By: anon (anon.delete@this.anon.com), August 29, 2014 3:49 pm
Room: Moderated Discussions
Aaron Spink (aaronspink.delete@this.notearthlink.net) on August 29, 2014 7:35 am wrote:
> Howard Chu (hyc.delete@this.symas.com) on August 28, 2014 9:17 pm wrote:
> > Pretty good comparison of x86, PPC, and ARM here http://preshing.com/20140709/the-purpose-of-memory_order_consume-in-cpp11/
> >
>
> That's a pretty excellent example of what I was talking about.
While I don't disagree that you could always find these kinds of cases -- exactly because the different ISA constraints allow optimization effort to be allocated differently -- I'm not *entirely* happy with the numbers.
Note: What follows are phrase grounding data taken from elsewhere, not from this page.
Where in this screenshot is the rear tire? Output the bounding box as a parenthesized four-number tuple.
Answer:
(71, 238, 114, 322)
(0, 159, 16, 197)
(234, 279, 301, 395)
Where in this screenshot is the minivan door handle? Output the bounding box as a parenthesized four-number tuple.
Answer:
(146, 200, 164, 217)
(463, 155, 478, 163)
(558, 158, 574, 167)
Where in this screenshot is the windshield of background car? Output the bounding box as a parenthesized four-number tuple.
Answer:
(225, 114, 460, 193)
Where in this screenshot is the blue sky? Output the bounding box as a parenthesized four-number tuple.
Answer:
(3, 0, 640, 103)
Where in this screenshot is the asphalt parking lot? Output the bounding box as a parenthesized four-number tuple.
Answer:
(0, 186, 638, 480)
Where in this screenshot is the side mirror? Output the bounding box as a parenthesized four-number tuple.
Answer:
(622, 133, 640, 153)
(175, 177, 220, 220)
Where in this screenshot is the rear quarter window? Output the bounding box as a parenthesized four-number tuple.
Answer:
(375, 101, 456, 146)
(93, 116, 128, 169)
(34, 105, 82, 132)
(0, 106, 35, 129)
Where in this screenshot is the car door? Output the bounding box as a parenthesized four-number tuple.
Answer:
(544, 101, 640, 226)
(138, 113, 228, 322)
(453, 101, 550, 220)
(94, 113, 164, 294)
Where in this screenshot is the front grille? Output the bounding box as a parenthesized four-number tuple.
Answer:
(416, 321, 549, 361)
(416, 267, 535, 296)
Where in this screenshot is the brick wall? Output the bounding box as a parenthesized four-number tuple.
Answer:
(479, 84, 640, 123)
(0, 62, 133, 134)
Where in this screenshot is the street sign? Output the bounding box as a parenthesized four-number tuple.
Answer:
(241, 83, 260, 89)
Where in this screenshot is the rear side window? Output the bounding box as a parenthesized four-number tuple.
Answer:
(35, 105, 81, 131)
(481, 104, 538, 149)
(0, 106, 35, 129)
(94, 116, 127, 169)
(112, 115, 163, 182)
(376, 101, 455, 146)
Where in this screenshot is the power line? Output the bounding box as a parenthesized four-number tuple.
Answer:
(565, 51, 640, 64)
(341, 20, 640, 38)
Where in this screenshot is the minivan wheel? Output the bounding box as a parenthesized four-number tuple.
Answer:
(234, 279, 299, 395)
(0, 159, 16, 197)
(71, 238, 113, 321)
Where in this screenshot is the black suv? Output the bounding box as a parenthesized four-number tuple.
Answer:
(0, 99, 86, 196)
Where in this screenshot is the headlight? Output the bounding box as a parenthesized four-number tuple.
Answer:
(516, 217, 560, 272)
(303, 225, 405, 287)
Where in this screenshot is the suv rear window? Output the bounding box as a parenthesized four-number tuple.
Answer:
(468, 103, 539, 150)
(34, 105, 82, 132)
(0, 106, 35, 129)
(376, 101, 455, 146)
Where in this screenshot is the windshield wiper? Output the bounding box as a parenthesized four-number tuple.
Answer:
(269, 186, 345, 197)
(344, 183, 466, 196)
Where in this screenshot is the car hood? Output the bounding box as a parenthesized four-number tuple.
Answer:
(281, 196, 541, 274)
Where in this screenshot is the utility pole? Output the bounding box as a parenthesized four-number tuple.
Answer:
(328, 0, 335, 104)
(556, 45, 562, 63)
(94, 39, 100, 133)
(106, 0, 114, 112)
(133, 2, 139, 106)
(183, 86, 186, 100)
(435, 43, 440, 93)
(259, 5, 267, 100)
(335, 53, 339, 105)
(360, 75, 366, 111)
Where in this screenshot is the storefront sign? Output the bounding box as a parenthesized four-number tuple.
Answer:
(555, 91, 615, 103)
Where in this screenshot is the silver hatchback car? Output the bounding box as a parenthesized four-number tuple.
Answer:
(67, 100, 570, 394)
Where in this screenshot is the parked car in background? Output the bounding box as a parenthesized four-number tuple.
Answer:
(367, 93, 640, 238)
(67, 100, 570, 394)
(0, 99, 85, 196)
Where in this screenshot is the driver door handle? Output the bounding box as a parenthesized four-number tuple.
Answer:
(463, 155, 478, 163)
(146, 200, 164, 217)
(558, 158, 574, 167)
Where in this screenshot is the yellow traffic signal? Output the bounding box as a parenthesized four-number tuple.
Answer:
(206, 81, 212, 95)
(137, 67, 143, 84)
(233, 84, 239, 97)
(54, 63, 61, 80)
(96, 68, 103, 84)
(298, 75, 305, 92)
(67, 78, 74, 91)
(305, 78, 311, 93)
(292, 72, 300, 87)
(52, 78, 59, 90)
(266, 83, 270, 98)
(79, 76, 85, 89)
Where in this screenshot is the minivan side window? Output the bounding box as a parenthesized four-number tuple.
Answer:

I mean, they're interesting for what they are, but firstly, that powerpc core is an old core. It's a pentium4-era core. Now the pentium4 cores would probably do reasonably well on this test too, but nobody would say they don't have horrible performance cases as well, dispite being strongly ordered. Try an atomic operation and it would probably take hundreds of cycles.
Secondly, compare; branch; isync is not the nicest way to implement read-read ordering on powerpc. isync is not simply memory barrier so much as a hammer. It means basically end speculative execution until the isync instruction is executed. They put it after the branch which depends on the result of the first load, which effectively means no other loads (or anything else) will be executed until then.
64-bit powerpc ISA has an instruction called lwsync, which really should be used instead of cmp;bne;isync, although IBM's own code has used the isync style barrier for this in the past, I suspect that's something of a holdover from before lwsync was added. I note in 2.07 of the ISA that lwsync is suggested for acquire barrier when dealing with cacheable memory.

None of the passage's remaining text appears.